Ernst Bornemann - früher Wegbereiter der geistigen Kastration
Der Sexistinnen-Pranger enthält nunmehr auch einen Artikel über Ernst Bornemann, der unter leicht veränderter Namensschreibung (Ernest Bornemann) im Jahre 1975 "Das Patriarchat" veröffentlichte, von welchem er sich die gleiche Wirkung für die Frauenbewegung erhoffte, wie "Das Kapital" sie auf die Arbeiterbewegung ausgeübt hat.
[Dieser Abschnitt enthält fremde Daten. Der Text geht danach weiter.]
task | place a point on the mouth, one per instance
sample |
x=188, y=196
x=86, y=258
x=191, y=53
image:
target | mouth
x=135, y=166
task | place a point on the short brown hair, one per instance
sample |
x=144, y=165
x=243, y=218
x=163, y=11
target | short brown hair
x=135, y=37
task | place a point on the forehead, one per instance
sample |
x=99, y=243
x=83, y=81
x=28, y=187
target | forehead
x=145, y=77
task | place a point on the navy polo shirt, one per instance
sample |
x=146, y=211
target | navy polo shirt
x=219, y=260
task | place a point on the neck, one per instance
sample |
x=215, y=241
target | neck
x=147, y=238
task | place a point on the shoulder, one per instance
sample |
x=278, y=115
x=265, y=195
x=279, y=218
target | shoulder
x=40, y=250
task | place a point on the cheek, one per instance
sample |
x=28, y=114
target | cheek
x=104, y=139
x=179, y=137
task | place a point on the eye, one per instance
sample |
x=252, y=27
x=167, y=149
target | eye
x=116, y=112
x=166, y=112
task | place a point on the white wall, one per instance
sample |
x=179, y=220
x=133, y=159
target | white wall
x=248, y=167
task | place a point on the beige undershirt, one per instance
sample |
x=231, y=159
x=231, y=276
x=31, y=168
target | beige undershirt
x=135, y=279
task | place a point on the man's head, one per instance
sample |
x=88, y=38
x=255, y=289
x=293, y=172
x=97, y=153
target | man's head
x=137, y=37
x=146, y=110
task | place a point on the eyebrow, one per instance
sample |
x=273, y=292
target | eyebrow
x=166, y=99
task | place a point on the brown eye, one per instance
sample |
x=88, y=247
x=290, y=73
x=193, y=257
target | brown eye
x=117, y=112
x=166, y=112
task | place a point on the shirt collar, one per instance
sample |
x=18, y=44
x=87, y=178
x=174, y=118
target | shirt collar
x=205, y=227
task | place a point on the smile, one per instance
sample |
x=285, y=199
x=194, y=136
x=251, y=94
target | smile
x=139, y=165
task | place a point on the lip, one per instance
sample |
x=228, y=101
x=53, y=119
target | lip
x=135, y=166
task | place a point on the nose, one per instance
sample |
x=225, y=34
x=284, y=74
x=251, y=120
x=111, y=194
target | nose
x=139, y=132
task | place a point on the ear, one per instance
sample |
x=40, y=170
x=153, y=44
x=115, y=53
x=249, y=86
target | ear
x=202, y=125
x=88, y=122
http://sexistinnen-pranger.de/bornemann.html
Bornemann teilte das Schicksal aller Pudel, nämlich, daß die von ihm hofierte geschlechtliche Klasse seine Bemühungen nicht so recht gewürdigt hat.
Seinem Leben setzte er selbst ein Ende, nachdem er sich, eigenem Bekenntnis nach, aus der Hörigkeit zu einer Frau nicht mehr befreien konnte.
Bornemann hat auch über Jahrzehnte die sexuellen Reime, Lieder usw. von Kindern gesammelt und wissenschaftlich ausgewertet
Interessant
Interessant, ich frage mich nur immer verwundert, wie man auf so "perverse" Bücher stößt?!??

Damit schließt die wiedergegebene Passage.